15 de diciembre de 2014

Vestido para salir

Madurar. Ella se dio cuenta que debía madurar el año que sus padres le dijeron que de sus bolsillos no podía salir ni un euro más. Con una Carrera Universitaria, un Master privado y acabando el  Doctorado en Bioquímica, eso de vivir a costa de papá y mamá se hizo harto complicado. Recuerdo que ese año, lo vivimos como si fuese el último.

Comíamos juntos casi todos los días, dormíamos en mi piso cuatro veces por semana, nos saltábamos las clases para irnos a pasear al centro y, planeábamos días de biblioteca que acababan en jornadas intensivas de cama. Debíamos exprimir el trocito de limón que nos quedaba.

Cuando me lo contó, no dejó que las lágrimas saliesen de mis ojos. Ella, con su madurez innata y el corazón encogido, me repitió una y otra vez que no había por qué preocuparse, que todo saldría bien.

Y ese año, así fue. Todo salía bien. Fuimos al parque, al teatro, al estadio de fútbol. El plan era perfecto si nos sentábamos en la plaza de San Lorenzo con un simple paquete de pipas como forma de pasar el tiempo, o nos premiábamos con un homenaje culinario en la Calle Eslava.  Feria o Semana Santa, daba igual lo que fuese. Como única condición, estar juntos.

Recuerdo también que ese año ella no paraba de leer.

-          Acabo de terminar “Soldados de Salamina”. Deberías leerlo.

Yo le contesté que las novelas históricas me aburrían.

-          Pues léete “El Club de la Lucha”. Es cortita y además va de tíos dándose ostias por la noche. Es la anterior que leí. Yo creo que te puede gustar. Es entretenida.
     -          No sé, Alejandra. Tampoco me llama mucho la atención.
     -          Si no, pues coge “El Retrato de Dorian Gray”. Es la que he comprado esta mañana. Un buen
clásico siempre es agradable.

Cada día ella tenía una buena excusa para coger un libro y para intentar que yo leyese. Cualquier momento era bueno. En el metro, como pócima contra el aburrimiento. En los descansos de clase, porque prefería quedarse dentro que verme fumar en la puerta. En invierno, porque hacía demasiado frío para salir. En verano, demasiado calor. A mí me gustaba que me leyese ella. Cuando lo hacía en voz alta para mí, era como si se parase el tiempo. Tú lo sabes porque te pasa igual que a mí.

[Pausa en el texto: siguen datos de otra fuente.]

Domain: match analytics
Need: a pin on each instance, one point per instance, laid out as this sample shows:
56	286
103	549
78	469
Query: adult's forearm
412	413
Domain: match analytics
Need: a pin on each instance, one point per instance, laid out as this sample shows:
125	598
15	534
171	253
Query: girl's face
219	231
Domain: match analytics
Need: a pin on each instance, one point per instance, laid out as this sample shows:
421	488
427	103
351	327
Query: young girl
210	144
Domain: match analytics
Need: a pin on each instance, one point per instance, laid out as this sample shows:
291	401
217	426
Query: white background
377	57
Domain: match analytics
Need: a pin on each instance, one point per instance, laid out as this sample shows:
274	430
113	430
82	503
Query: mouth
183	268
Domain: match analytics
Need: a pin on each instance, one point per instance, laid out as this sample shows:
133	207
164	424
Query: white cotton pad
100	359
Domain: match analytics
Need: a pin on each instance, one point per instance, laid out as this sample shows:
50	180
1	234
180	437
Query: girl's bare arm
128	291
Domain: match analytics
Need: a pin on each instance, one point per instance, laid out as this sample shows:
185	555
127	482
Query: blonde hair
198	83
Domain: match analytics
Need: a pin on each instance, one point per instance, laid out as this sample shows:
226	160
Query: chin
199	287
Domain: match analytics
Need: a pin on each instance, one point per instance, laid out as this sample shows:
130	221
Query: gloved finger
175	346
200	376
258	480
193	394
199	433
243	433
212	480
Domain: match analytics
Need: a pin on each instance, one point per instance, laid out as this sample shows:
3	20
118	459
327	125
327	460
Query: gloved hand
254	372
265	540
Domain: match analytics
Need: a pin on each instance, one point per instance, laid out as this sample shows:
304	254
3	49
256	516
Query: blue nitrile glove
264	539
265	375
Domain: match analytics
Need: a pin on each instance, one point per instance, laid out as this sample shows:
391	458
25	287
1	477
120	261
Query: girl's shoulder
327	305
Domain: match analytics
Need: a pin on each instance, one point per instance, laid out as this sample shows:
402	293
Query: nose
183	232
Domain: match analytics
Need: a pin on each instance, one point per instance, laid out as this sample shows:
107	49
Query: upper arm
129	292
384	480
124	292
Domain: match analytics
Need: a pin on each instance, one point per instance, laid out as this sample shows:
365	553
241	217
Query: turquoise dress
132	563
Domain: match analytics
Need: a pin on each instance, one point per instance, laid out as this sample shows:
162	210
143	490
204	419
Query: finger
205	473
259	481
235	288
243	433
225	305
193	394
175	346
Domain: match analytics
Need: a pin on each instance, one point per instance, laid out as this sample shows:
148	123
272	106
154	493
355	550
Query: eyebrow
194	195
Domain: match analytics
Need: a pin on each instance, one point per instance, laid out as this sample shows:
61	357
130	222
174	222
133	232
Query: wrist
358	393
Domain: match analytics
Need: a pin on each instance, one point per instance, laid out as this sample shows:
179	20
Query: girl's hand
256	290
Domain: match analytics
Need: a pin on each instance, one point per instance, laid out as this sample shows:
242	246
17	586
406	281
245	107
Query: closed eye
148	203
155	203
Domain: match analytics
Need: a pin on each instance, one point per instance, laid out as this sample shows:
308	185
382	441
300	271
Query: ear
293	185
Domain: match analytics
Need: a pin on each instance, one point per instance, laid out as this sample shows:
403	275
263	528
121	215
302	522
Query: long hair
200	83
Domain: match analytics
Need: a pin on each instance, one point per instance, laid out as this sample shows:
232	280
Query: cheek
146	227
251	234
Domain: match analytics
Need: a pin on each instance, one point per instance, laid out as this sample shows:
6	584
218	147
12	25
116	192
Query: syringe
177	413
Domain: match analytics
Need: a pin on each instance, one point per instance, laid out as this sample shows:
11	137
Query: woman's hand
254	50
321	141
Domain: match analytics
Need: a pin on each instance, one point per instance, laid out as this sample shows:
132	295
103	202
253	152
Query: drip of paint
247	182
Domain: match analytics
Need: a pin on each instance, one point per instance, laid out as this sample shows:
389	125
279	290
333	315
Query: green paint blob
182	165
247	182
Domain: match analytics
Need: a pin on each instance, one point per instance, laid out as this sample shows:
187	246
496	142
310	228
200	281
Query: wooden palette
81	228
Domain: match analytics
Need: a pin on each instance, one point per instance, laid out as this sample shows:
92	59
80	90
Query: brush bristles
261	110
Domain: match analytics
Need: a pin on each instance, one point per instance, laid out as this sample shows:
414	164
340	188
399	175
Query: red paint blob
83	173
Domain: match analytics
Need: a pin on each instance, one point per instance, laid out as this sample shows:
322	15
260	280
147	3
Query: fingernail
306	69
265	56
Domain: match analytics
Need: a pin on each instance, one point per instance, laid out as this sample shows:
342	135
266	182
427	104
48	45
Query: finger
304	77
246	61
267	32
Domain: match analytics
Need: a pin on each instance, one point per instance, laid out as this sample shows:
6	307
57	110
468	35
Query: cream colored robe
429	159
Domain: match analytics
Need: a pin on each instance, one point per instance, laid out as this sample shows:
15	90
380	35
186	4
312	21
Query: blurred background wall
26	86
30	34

También fuimos mucho al cine. Bueno, en realidad ella quería ir mucho al cine. Siempre había alguna película que le llamase la atención. Pero, es que eran las más aburridas. Yo intentaba evitarlo y proponía cualquier plan para no ir.

     -          Con el día tan bonito que hace, ¿nos vamos a meter en el cine?

Y como esa, cualquier excusa.

-          Vamos un miércoles, que es más barato. No, mejor el jueves, que es el día de la pareja, y regalan las palomitas.

Al final, se le acababa olvidando lo del cine, o hacía como que se le olvidaba para no discutir conmigo. Después, me confesó que hubiese dado lo que fuese por cualquiera de esas tardes perdidas.
No puedo olvidar que siempre le parecía poco el tiempo que pasábamos juntos. Aun así, me decía que estuviese tranquilo ¿Cómo podía estar tan segura de todo?

-          No te vayas. Seguro que aquí encuentras algo.
     -     ¿Sí? ¿Cuándo? No seas tonto. Todo va a salir bien. Sabes que siempre tengo razón.

Y casi siempre tenía razón. Si discutíamos por una fecha, al comprobarlo, era cierto lo que ella decía. Que era un nombre el que nos hacía entrar en disputa. Al final, llevaba razón. Daba igual lo que discutiésemos, terminaba demostrándome que estaba equivocado.

-          ¿Te acuerdas que me dijiste que Madrid está a 600 kilómetros?
     -          Sí, claro.
     -          Pues lo estuve mirando anoche y hay menos de 500. ¿Lo ves?
     -          Aun así, está demasiado lejos.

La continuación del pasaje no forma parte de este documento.